BALTIMORE, MD—A federal grand jury has indicted Jay Leonard, age 43, of Alexandria, Virginia, today for mail and wire fraud in connection with scheme involving the fraudulent purchase of 25 properties in Maryland, the District of Columbia and Virginia and a scheme to solicit investors for a resort property that did not exist, announced United States Attorney for the District of Maryland Rod J. Rosenstein. The indictment was returned on August 11, 2009 and Leonard is scheduled to have his initial appearance in U.S. District Court in Baltimore today at 3:00 p.m.
According to the nine count indictment, February 2006 through September 2008, Leonard, a title agent, working with co-conspirator Osman Al-Bari and others, solicited funds from victims in Maryland for a $10 million spa resort in Spotsylvania County, Virginia, that Leonard, Al-Bari and others claimed they were developing. According to the indictment, Leonard used his position as title agent and falsely claimed that he was doing a closing for the spa resort. Based on those allegedly false representations, the Maryland victims transferred $478,000 to Leonard’s bank accoung.
The indictment further alleges that, working with Osman Al-Bari, Timothy Reed, Terrence White and others, Leonard served as the title agent for several straw purchasers who bought at least 20 properties in Maryland, Virginia and Washington, D.C. For example, the indictment alleges that co-conspirator Sabrina Weinberg purchased four properties for Al-Bari and others and was paid approximately $40,000 for the purchases.

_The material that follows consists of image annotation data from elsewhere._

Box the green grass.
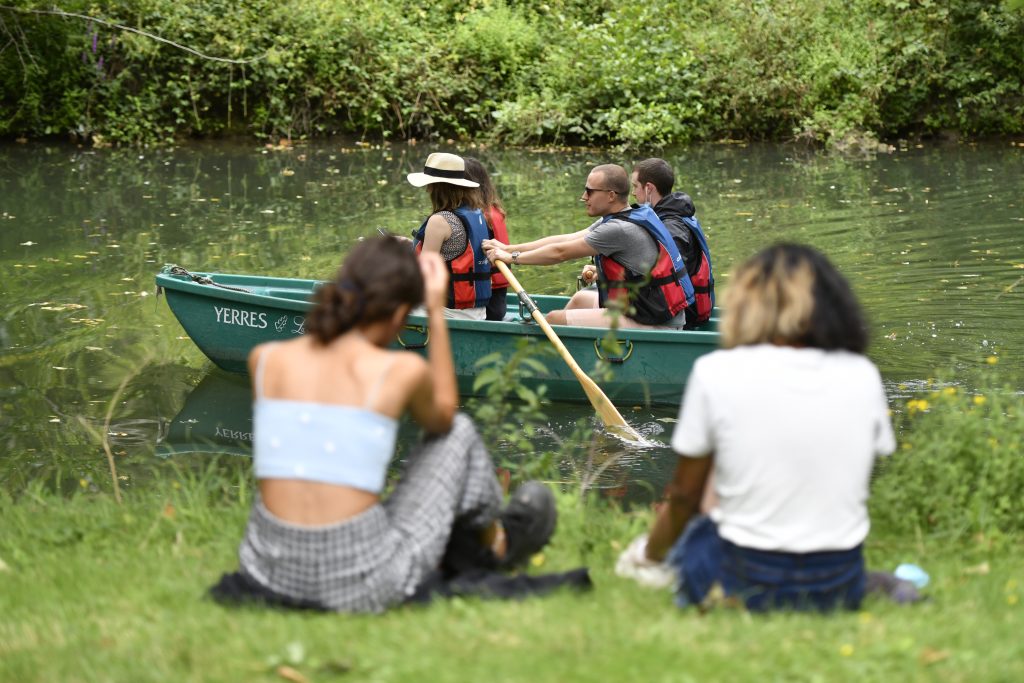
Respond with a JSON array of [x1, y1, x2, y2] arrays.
[[0, 475, 1024, 682]]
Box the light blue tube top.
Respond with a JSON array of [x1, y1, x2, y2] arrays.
[[253, 345, 398, 494], [253, 397, 398, 494]]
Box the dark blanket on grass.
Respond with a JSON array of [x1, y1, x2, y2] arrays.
[[209, 567, 593, 611]]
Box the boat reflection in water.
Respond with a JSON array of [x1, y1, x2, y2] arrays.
[[156, 368, 676, 507], [157, 369, 260, 458]]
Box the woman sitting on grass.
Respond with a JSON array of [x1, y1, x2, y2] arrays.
[[214, 238, 555, 611], [618, 245, 895, 610]]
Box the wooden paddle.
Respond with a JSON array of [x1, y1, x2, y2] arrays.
[[495, 261, 644, 443]]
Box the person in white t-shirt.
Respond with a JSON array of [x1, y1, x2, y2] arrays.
[[618, 245, 895, 610]]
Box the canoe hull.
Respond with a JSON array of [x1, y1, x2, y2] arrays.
[[157, 268, 718, 405]]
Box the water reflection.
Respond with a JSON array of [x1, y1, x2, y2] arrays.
[[155, 369, 675, 504], [0, 141, 1024, 490]]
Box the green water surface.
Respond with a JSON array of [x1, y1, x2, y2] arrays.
[[0, 140, 1024, 493]]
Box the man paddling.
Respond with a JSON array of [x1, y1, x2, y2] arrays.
[[483, 164, 694, 329]]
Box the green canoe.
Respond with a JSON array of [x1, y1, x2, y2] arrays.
[[157, 266, 718, 405]]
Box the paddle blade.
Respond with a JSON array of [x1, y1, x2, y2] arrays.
[[577, 375, 645, 443]]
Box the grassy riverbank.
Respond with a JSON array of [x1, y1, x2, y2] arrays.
[[0, 370, 1024, 683], [0, 475, 1024, 682], [6, 0, 1024, 147]]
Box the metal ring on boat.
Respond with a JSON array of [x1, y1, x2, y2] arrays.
[[397, 325, 430, 349], [594, 339, 633, 364]]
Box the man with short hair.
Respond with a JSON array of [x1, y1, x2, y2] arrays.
[[483, 164, 693, 329], [630, 158, 715, 328]]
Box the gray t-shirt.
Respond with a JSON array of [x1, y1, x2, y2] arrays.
[[584, 218, 658, 274]]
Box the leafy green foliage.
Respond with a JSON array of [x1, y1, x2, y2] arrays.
[[470, 338, 552, 462], [871, 368, 1024, 537], [0, 0, 1024, 146]]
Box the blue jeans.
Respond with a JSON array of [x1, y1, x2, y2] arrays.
[[667, 516, 866, 611]]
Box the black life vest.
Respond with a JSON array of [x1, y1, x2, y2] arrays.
[[681, 216, 715, 328], [414, 206, 490, 308], [594, 204, 695, 325]]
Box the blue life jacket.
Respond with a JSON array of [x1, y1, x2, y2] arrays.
[[594, 204, 695, 325]]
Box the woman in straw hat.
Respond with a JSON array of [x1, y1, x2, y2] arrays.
[[408, 152, 490, 321]]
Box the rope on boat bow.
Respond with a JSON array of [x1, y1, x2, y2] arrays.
[[167, 265, 251, 294]]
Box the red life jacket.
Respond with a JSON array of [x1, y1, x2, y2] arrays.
[[486, 206, 509, 290], [594, 205, 694, 325], [413, 206, 490, 308]]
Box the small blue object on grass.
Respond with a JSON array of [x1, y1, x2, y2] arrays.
[[893, 563, 931, 588]]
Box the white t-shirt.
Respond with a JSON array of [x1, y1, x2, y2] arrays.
[[672, 344, 896, 553]]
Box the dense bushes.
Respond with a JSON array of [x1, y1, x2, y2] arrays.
[[870, 368, 1024, 538], [0, 0, 1024, 145]]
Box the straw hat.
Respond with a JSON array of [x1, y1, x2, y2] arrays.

Weinberg and other straw purchasers used fraudulent loan applications and closing documents to qualify for the mortgages and to disguise the true buyer of the property. According to the indictment Jay Leonard had Weinberg sign false affidavits claiming that each property was her primary residence. Further, the indictment alleges that Leonard kicked back a portion of the settlement funds from the straw buyer properties, disguising the wire transfers on the closing documents as reimbursement for alleged “renovations” performed on the properties prior to closing by Brotherly Investment Group, a company owned by Al-Bari, Reed and White. The indictment alleges that for the Weinberg properties alone, Leonard sent wire transfers totaling $515,820 to Al-Bari, Reed and White.
According to the indictment, almost all of the properties Leonard was involved with went into foreclosure, causing actual losses of over $7 million.
Leonard faces a maximum sentence of 30 years in prison for each of four counts of mail fraud and five counts of wire fraud.